A assistência antissocial do governo, aliada à Bancada da Bala de Prata e ao Ministério das Propinas Essenciais, principiou a construção errática, desenfreada, de condomínios fabulosos, espigões edificados com vergalhões e argamassa, até que os tijolos dos homens toquem o céu-de-meu-deus. São asilos públicos destinados ao isolamento vertical, peremptório, de pacientes cujas famílias não tenham condições morais, éticas, psíquicas, religiosas ou financeiras para manter os parentes lobotomizados pelo vírus dentro dos próprios domicílios.
São tempos impensáveis até mesmo para um Gabriel García Márquez. Embora seja uma peste inédita, parece claro à comunidade científica que a taxa de letalidade da doença, que consiste no poder de fogo do micróbio para dizimar vidas, é insignificante. Logo, não cessa de crescer o contingente de convalescentes insanos e salvos. Após serem acometidos por febre, pigarro, malemolência e maledicência, os infectados pelo insidioso, escabroso vírus de Yahoo, quedam aleijados dos cinco órgãos dos sentidos e, o que é mais grave, da memória recente e da memória antiga. Resumo da ópera: em conformidade com os boletins oficiais diários, infelizmente, mesmo sob condições adequadas de temperatura e pressão, os cidadãos afetados pela pandemia do vírus de Yahoo serão devolvidos às famílias, desprovidos de elã e alma, pois, atributos essenciais que terão evaporado nos aerossóis de febre.
Hoje é aniversário de Demiatt.

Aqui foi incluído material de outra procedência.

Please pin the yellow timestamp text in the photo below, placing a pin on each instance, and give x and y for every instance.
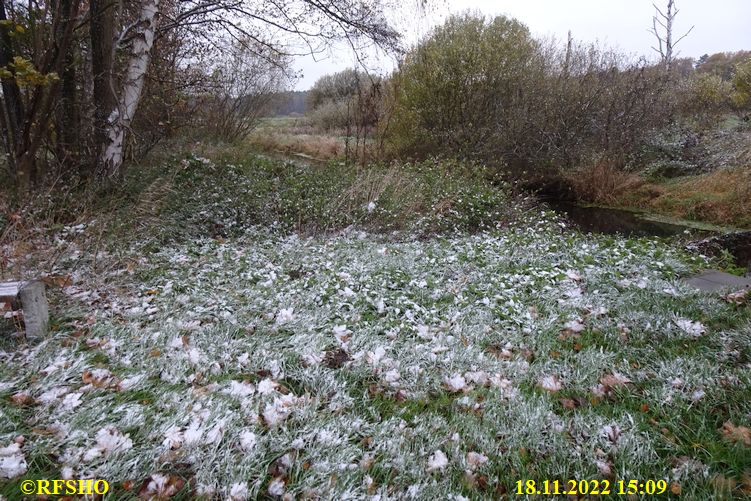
(590, 487)
(65, 487)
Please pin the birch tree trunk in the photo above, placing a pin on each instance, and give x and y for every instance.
(112, 150)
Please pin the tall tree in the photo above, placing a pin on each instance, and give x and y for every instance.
(662, 29)
(270, 27)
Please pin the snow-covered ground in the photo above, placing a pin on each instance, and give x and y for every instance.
(359, 367)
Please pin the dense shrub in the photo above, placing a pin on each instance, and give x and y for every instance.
(487, 90)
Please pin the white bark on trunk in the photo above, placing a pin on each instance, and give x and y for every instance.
(111, 157)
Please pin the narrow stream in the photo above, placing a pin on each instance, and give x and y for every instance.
(614, 221)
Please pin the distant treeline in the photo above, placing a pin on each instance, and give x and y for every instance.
(288, 103)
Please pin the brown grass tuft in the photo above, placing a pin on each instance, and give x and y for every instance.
(602, 183)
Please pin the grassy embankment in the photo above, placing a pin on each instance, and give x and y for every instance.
(707, 182)
(203, 346)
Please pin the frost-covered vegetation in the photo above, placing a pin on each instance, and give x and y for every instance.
(329, 356)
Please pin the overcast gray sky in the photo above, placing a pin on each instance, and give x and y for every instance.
(719, 26)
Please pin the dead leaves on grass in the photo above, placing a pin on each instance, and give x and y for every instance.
(738, 298)
(737, 434)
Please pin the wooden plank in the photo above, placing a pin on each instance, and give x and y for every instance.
(9, 290)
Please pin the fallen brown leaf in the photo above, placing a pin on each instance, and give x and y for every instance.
(739, 434)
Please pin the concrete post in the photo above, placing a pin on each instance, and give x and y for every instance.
(35, 309)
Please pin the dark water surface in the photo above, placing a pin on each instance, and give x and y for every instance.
(614, 221)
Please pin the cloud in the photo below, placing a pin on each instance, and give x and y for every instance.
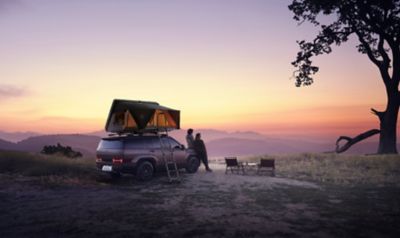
(8, 91)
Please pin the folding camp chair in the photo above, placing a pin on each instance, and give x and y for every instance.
(267, 165)
(233, 165)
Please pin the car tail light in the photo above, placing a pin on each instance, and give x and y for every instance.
(117, 160)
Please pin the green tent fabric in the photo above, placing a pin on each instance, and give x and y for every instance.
(127, 116)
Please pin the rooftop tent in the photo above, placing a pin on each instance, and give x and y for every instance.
(128, 116)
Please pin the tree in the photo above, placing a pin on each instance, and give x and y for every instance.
(376, 25)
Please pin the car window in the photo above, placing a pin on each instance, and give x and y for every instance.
(154, 143)
(173, 143)
(137, 143)
(110, 144)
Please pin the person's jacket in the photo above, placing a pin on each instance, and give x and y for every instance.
(200, 148)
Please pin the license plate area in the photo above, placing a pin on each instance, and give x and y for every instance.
(106, 168)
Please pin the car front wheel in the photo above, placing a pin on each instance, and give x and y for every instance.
(192, 164)
(145, 171)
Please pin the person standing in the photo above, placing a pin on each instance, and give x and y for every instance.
(200, 149)
(189, 138)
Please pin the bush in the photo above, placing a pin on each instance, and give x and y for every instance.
(59, 149)
(30, 164)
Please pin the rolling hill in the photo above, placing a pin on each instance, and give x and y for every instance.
(219, 143)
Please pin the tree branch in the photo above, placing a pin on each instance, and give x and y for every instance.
(351, 141)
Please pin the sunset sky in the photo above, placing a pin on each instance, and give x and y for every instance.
(224, 63)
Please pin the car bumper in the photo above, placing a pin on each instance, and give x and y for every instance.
(115, 168)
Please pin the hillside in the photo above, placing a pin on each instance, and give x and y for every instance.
(83, 143)
(219, 143)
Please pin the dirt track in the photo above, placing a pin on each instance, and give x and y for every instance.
(202, 205)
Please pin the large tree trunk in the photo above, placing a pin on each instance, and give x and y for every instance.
(388, 126)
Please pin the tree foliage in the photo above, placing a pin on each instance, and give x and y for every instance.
(375, 23)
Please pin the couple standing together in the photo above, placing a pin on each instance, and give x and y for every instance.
(197, 144)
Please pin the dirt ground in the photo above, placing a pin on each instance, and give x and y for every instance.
(202, 205)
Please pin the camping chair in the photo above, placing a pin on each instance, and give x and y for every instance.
(233, 165)
(266, 165)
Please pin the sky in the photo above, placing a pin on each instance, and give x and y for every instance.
(224, 63)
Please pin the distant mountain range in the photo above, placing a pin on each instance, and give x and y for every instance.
(219, 143)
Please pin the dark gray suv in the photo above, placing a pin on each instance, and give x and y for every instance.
(143, 155)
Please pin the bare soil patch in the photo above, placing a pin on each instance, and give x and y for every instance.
(202, 205)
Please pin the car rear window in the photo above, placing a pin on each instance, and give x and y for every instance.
(111, 144)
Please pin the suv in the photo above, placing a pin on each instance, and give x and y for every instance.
(143, 155)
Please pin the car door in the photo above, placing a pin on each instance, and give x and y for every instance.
(177, 151)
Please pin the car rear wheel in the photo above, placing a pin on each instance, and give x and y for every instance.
(192, 164)
(145, 171)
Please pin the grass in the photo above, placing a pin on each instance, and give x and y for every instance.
(339, 169)
(50, 168)
(377, 170)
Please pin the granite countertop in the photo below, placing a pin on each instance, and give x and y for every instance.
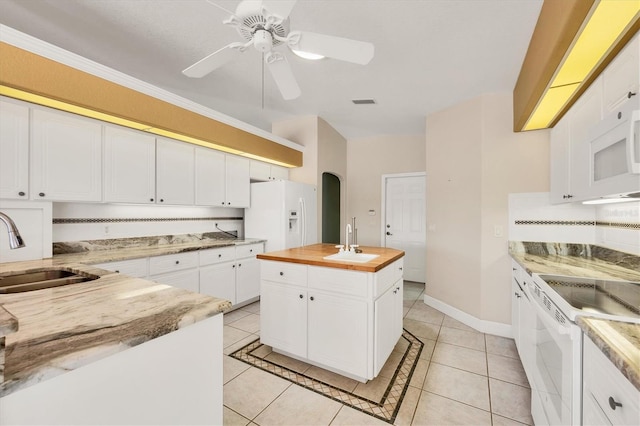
(314, 255)
(47, 332)
(619, 341)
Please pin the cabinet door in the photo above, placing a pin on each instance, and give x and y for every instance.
(175, 172)
(237, 181)
(586, 112)
(129, 166)
(247, 279)
(260, 171)
(187, 279)
(219, 281)
(210, 177)
(337, 332)
(279, 173)
(622, 76)
(66, 157)
(559, 159)
(14, 150)
(283, 317)
(385, 336)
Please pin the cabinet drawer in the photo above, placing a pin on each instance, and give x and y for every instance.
(353, 283)
(188, 280)
(134, 267)
(249, 250)
(172, 262)
(283, 272)
(388, 276)
(217, 255)
(603, 380)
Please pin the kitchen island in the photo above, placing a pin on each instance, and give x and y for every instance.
(341, 315)
(113, 350)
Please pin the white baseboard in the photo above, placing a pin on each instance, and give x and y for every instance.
(489, 327)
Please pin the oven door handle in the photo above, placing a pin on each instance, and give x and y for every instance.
(549, 323)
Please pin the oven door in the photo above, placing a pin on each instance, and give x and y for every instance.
(555, 391)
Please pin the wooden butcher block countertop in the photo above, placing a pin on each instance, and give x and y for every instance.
(314, 255)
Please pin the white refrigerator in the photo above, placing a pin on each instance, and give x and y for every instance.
(282, 212)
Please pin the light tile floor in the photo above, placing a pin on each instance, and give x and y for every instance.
(464, 377)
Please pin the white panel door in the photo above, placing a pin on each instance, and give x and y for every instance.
(66, 157)
(405, 222)
(14, 150)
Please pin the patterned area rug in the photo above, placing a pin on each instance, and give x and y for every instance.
(384, 408)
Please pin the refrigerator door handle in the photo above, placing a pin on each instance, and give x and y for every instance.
(303, 227)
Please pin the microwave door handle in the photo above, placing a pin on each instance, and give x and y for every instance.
(633, 142)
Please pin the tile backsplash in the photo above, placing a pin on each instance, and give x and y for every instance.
(533, 218)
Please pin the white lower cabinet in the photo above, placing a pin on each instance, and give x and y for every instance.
(330, 317)
(607, 396)
(231, 273)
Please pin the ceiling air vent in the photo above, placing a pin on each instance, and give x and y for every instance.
(363, 101)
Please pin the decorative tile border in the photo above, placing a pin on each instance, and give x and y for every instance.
(385, 409)
(57, 221)
(624, 225)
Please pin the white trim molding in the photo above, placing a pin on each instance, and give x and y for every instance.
(483, 326)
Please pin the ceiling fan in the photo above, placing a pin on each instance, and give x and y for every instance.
(264, 24)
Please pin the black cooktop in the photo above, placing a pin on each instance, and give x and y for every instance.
(592, 295)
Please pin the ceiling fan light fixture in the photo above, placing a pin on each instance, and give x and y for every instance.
(307, 55)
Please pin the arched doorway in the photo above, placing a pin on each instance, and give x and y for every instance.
(330, 208)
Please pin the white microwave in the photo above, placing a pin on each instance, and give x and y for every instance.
(615, 152)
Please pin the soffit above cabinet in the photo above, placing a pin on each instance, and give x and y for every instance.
(64, 87)
(556, 34)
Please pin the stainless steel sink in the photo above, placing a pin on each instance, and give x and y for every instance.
(39, 279)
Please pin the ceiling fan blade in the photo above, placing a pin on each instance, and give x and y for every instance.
(282, 74)
(344, 49)
(281, 8)
(214, 61)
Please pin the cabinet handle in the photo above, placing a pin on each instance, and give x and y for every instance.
(613, 403)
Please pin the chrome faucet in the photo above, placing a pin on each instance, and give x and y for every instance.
(347, 232)
(15, 240)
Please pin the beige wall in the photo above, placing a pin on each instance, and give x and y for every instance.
(473, 161)
(325, 150)
(367, 160)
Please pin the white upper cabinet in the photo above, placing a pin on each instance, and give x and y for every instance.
(221, 179)
(66, 157)
(210, 179)
(261, 171)
(175, 172)
(586, 112)
(14, 150)
(237, 181)
(129, 166)
(622, 77)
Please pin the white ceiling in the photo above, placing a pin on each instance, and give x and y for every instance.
(429, 54)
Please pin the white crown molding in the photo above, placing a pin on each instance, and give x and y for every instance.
(483, 326)
(49, 51)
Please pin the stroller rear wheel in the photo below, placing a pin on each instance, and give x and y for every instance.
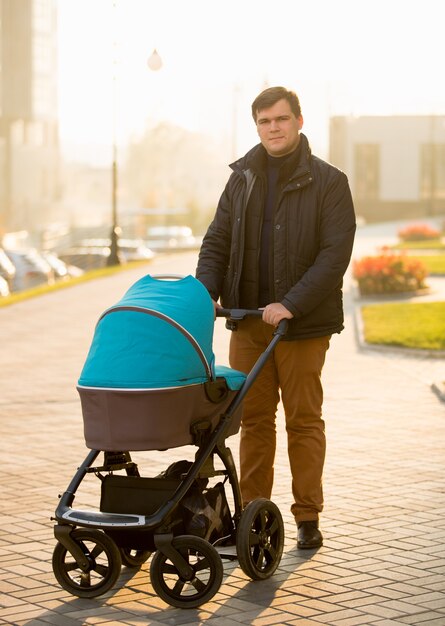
(260, 539)
(104, 564)
(134, 558)
(187, 592)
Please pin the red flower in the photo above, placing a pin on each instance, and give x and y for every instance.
(418, 232)
(389, 273)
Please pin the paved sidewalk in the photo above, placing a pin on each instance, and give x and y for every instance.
(383, 562)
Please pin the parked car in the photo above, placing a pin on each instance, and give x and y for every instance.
(4, 288)
(31, 269)
(129, 249)
(61, 270)
(7, 268)
(167, 238)
(85, 258)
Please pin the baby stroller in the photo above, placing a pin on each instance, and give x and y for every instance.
(150, 383)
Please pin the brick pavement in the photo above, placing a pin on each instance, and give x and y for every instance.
(383, 562)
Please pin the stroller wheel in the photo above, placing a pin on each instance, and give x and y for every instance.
(187, 592)
(134, 558)
(104, 564)
(260, 539)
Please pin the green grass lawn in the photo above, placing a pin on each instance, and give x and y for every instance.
(409, 325)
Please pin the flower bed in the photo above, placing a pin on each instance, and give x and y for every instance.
(418, 232)
(389, 273)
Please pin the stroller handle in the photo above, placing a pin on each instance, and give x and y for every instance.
(234, 315)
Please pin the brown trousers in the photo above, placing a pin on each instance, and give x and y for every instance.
(294, 368)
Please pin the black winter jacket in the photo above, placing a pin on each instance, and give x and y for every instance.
(313, 235)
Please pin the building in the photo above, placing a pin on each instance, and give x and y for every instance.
(29, 145)
(395, 164)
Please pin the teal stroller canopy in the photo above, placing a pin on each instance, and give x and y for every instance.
(158, 335)
(150, 373)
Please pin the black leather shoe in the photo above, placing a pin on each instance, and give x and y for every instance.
(309, 536)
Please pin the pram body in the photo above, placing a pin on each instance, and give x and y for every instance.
(150, 382)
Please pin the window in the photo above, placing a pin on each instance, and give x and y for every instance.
(367, 165)
(432, 171)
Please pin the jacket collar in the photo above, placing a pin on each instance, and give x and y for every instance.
(256, 160)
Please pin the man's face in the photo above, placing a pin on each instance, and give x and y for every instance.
(279, 129)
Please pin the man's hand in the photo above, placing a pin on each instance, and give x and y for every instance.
(275, 312)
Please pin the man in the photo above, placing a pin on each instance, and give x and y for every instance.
(281, 240)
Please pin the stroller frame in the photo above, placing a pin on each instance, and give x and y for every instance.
(186, 570)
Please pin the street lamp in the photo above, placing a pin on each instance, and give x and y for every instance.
(154, 62)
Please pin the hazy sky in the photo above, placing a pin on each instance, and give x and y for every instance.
(342, 57)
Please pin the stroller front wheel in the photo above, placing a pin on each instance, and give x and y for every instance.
(260, 539)
(103, 571)
(205, 575)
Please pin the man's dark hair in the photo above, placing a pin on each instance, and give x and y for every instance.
(270, 96)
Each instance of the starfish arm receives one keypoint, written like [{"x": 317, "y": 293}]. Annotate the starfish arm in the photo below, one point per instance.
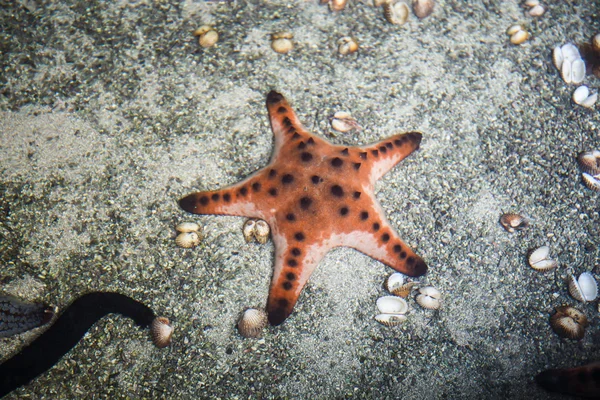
[
  {"x": 295, "y": 260},
  {"x": 383, "y": 156},
  {"x": 238, "y": 199}
]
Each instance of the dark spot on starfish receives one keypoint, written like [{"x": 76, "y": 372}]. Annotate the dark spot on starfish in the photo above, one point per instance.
[
  {"x": 337, "y": 162},
  {"x": 287, "y": 178},
  {"x": 337, "y": 191},
  {"x": 305, "y": 202},
  {"x": 306, "y": 156}
]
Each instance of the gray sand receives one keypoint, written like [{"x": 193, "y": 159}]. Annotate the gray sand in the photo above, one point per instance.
[{"x": 112, "y": 112}]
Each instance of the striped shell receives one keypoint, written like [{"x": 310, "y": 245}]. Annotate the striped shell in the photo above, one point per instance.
[
  {"x": 569, "y": 322},
  {"x": 583, "y": 289},
  {"x": 252, "y": 322}
]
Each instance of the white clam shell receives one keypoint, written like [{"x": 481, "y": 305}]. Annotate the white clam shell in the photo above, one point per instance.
[
  {"x": 390, "y": 319},
  {"x": 392, "y": 305},
  {"x": 585, "y": 288}
]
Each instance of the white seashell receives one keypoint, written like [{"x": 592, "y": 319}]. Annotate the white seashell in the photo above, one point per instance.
[
  {"x": 390, "y": 319},
  {"x": 557, "y": 57},
  {"x": 161, "y": 331},
  {"x": 583, "y": 289},
  {"x": 393, "y": 281},
  {"x": 577, "y": 71},
  {"x": 566, "y": 71},
  {"x": 187, "y": 227},
  {"x": 262, "y": 231},
  {"x": 392, "y": 305},
  {"x": 252, "y": 322},
  {"x": 187, "y": 240}
]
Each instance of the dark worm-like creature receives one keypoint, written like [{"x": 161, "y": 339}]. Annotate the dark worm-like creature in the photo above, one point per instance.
[{"x": 63, "y": 335}]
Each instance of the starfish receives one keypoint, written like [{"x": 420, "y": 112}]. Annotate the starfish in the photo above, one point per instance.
[{"x": 315, "y": 196}]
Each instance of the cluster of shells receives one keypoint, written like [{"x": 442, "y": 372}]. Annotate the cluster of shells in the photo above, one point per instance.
[
  {"x": 256, "y": 229},
  {"x": 393, "y": 309},
  {"x": 567, "y": 59},
  {"x": 589, "y": 164},
  {"x": 189, "y": 235}
]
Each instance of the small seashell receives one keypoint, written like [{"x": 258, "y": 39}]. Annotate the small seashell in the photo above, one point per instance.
[
  {"x": 187, "y": 227},
  {"x": 423, "y": 8},
  {"x": 252, "y": 322},
  {"x": 207, "y": 36},
  {"x": 396, "y": 13},
  {"x": 390, "y": 319},
  {"x": 347, "y": 45},
  {"x": 537, "y": 11},
  {"x": 519, "y": 37},
  {"x": 569, "y": 322},
  {"x": 583, "y": 289},
  {"x": 392, "y": 305},
  {"x": 538, "y": 259},
  {"x": 589, "y": 162},
  {"x": 513, "y": 222},
  {"x": 344, "y": 122},
  {"x": 281, "y": 42},
  {"x": 591, "y": 182},
  {"x": 187, "y": 240},
  {"x": 429, "y": 297},
  {"x": 249, "y": 229},
  {"x": 262, "y": 231},
  {"x": 161, "y": 332}
]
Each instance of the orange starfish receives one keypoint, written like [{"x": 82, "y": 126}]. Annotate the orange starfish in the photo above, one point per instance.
[{"x": 315, "y": 196}]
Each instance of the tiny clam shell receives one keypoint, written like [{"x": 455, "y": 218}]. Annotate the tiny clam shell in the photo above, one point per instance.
[
  {"x": 569, "y": 322},
  {"x": 589, "y": 162},
  {"x": 513, "y": 222},
  {"x": 262, "y": 231},
  {"x": 538, "y": 259},
  {"x": 583, "y": 289},
  {"x": 161, "y": 331},
  {"x": 187, "y": 240},
  {"x": 390, "y": 319},
  {"x": 429, "y": 297},
  {"x": 392, "y": 305},
  {"x": 187, "y": 227},
  {"x": 252, "y": 322}
]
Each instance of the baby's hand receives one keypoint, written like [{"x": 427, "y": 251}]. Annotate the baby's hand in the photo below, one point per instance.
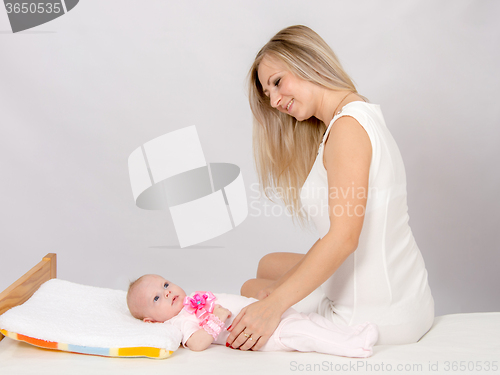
[{"x": 222, "y": 313}]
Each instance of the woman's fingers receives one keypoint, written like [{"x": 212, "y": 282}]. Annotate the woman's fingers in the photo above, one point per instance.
[
  {"x": 235, "y": 328},
  {"x": 258, "y": 322},
  {"x": 251, "y": 342}
]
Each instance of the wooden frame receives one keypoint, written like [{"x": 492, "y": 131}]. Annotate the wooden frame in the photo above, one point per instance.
[{"x": 21, "y": 290}]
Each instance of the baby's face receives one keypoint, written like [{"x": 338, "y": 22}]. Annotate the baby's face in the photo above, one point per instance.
[{"x": 158, "y": 299}]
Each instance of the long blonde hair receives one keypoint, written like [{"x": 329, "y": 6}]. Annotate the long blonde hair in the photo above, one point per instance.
[{"x": 284, "y": 148}]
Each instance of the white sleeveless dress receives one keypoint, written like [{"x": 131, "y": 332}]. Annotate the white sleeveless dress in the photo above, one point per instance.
[{"x": 384, "y": 281}]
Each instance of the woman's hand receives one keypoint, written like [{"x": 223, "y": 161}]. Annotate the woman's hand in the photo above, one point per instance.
[
  {"x": 254, "y": 325},
  {"x": 265, "y": 292}
]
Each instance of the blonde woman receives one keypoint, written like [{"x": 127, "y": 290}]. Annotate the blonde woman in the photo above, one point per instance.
[{"x": 328, "y": 154}]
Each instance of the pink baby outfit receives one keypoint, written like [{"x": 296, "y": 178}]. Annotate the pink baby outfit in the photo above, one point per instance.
[{"x": 296, "y": 331}]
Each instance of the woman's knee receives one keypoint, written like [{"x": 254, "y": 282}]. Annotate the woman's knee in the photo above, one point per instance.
[
  {"x": 250, "y": 288},
  {"x": 274, "y": 265}
]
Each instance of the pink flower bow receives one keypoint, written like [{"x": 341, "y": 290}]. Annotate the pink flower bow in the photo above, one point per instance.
[{"x": 201, "y": 304}]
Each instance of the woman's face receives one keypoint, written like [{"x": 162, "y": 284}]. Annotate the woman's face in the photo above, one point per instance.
[{"x": 287, "y": 92}]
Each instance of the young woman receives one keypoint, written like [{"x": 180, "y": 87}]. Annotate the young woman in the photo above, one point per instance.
[{"x": 353, "y": 188}]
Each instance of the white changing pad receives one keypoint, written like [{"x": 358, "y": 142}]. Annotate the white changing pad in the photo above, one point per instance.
[
  {"x": 454, "y": 341},
  {"x": 86, "y": 319}
]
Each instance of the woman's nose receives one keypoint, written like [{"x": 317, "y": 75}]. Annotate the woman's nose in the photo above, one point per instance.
[{"x": 275, "y": 100}]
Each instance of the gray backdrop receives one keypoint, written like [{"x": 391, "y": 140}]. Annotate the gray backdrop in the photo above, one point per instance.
[{"x": 79, "y": 94}]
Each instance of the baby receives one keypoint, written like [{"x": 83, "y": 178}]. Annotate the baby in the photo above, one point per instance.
[{"x": 202, "y": 319}]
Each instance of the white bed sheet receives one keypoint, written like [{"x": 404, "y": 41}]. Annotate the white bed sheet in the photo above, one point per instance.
[{"x": 455, "y": 341}]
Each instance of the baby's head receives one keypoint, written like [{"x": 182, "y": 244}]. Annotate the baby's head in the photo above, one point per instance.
[{"x": 151, "y": 298}]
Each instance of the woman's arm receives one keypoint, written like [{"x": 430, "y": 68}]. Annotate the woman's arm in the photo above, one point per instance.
[
  {"x": 347, "y": 160},
  {"x": 201, "y": 339}
]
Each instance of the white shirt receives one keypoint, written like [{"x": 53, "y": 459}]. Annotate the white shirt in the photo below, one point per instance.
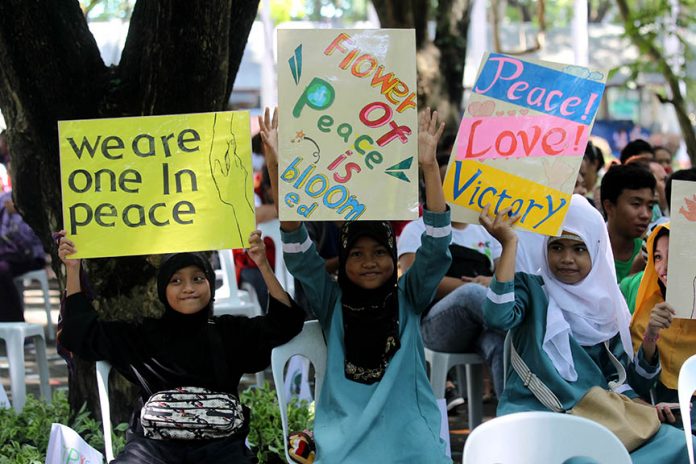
[{"x": 472, "y": 236}]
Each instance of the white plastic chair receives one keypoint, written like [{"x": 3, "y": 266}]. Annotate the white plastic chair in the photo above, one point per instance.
[
  {"x": 103, "y": 368},
  {"x": 271, "y": 229},
  {"x": 41, "y": 276},
  {"x": 14, "y": 334},
  {"x": 542, "y": 437},
  {"x": 230, "y": 300},
  {"x": 686, "y": 386},
  {"x": 441, "y": 363},
  {"x": 310, "y": 344}
]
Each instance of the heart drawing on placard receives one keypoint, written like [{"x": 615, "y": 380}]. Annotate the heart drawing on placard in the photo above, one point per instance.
[{"x": 481, "y": 108}]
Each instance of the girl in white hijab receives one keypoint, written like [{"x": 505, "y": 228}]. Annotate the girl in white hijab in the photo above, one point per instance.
[
  {"x": 591, "y": 310},
  {"x": 569, "y": 326}
]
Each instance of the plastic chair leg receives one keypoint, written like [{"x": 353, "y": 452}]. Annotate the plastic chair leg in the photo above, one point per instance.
[
  {"x": 47, "y": 306},
  {"x": 42, "y": 362},
  {"x": 438, "y": 377},
  {"x": 474, "y": 386},
  {"x": 15, "y": 355}
]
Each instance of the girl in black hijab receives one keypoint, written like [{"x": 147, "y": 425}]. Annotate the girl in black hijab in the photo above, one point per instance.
[
  {"x": 376, "y": 404},
  {"x": 187, "y": 348}
]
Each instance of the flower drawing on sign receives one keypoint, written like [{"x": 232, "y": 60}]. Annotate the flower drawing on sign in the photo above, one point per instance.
[{"x": 300, "y": 136}]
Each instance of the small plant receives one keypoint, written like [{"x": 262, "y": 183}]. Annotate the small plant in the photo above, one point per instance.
[
  {"x": 265, "y": 429},
  {"x": 24, "y": 437}
]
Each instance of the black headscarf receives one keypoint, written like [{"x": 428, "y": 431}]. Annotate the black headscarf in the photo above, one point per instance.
[
  {"x": 370, "y": 317},
  {"x": 172, "y": 263}
]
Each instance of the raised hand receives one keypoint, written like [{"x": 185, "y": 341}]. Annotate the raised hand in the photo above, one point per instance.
[
  {"x": 257, "y": 249},
  {"x": 429, "y": 133},
  {"x": 66, "y": 248},
  {"x": 660, "y": 318},
  {"x": 500, "y": 226},
  {"x": 269, "y": 136}
]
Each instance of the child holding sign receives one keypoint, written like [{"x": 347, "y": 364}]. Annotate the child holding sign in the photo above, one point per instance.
[
  {"x": 187, "y": 351},
  {"x": 376, "y": 403},
  {"x": 663, "y": 339},
  {"x": 569, "y": 333}
]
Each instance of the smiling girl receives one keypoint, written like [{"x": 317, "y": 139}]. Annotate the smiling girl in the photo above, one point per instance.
[{"x": 187, "y": 348}]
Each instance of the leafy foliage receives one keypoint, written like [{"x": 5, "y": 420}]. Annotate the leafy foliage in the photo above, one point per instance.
[
  {"x": 24, "y": 437},
  {"x": 266, "y": 431}
]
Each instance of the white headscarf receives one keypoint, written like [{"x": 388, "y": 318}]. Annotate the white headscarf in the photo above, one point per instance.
[{"x": 593, "y": 310}]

Faz tempo que já não sonho mais com ele. Sou incapaz de me lembrar de sua voz. Que espécie de mãe esquece a voz do próprio filho? Já não bastava uma janela esquecida aberta? Batam panelas, vizinhos, mas, por Deus, taramelem os portais. Quisera evaporar, também, em aerossóis de febre, mas, não posso. A vida prossegue. Um bolo de nozes precisa ser feito. Sophie terminou a garatuja. Vincent chegará em breve com uma fome que nem lhes conto.